The reinsurer Willis Re, in a review of QIS5, looks at whether this positive result masks underlying issues. The Willis Re report is titled, “Beware the Dog that Didn’t Bark – Is the European Insurance Industry Really Ready for Solvency II?”
According to this Willis Re analysis, companies are making progress but many still find the rules complex. Also, while the European Commission has raised the possibility of a gradual implementation of Solvency II requirements over a period of up to 10 years, giving companies and regulators some breathing space, Willis Re said it believes that the relatively benign QIS5 results may remove the pressure for a gradual transition period.
While the number of companies failing to meet their solvency requirements rose from 11 percent to 15 percent, Willis Re said that the increase was not as dramatic as expected considering the impact of the financial crisis on insurers’ balance sheets, the sharp increase in standard formula risk factors used in QIS5, and the doubling of the number of small insurers taking part in the exercise. Small insurers were expected to fare comparatively badly due to their limited diversification.
On a whole, Willis Re said that the QIS5 study points to the industry being in relatively good shape for Solvency II in 2013.
However, Willis Re said that a closer analysis of these unexpectedly benign results, finds that:
- • Many participants felt that a number of SCR sub-modules were disproportionately complex which led to widespread use of simplifications. A notable example of this was the counterparty default risk sub-module.
- • The catastrophe risk sub-module was the most criticized. Respondents’ feedback was, to some extent, contradictory as they complained both about the complexity of data requirements and the limited sensitivity to actual risk exposure. However, the latter issue cannot be addressed without further increasing the former. Willis Re believes that a fundamental review of CAT risk treatment is needed – extending the concept of Undertaking Specific Parameters (USPs) to the catastrophe calculation.
- • The number of insurers submitting internal model results was too small to draw general conclusions.
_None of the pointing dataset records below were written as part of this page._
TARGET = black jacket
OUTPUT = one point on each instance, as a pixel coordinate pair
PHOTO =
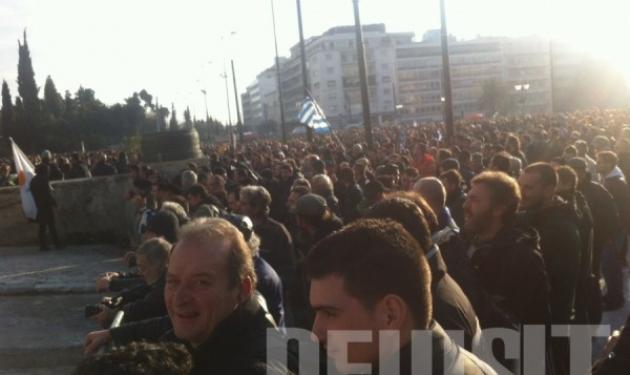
(513, 287)
(451, 307)
(455, 203)
(144, 302)
(238, 345)
(446, 358)
(42, 195)
(277, 248)
(604, 211)
(558, 227)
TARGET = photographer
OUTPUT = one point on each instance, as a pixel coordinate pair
(144, 301)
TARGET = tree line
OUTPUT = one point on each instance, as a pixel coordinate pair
(61, 123)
However, the results indicate that internal models did not provide materially different outcomes from the standard formula. Quite surprisingly, a significant number of insurers that have already applied for regulatory approval did not use their models in QIS5, for example in the UK.
David Simmons, managing director, Analytics and Head of International Risk Management for Willis Re, said many companies, large as well as small, struggled with the complexity of QIS5.
“Some parts of the standard formula, in particular the catastrophe risk module, do work for many companies’ risk profiles,” Simmons said. “The answer may be internal capital models, but QIS5 shows that companies are making slow progress in this area. It is also debatable whether national regulators have the resources to deal with the increasing number of internal model approval requests.”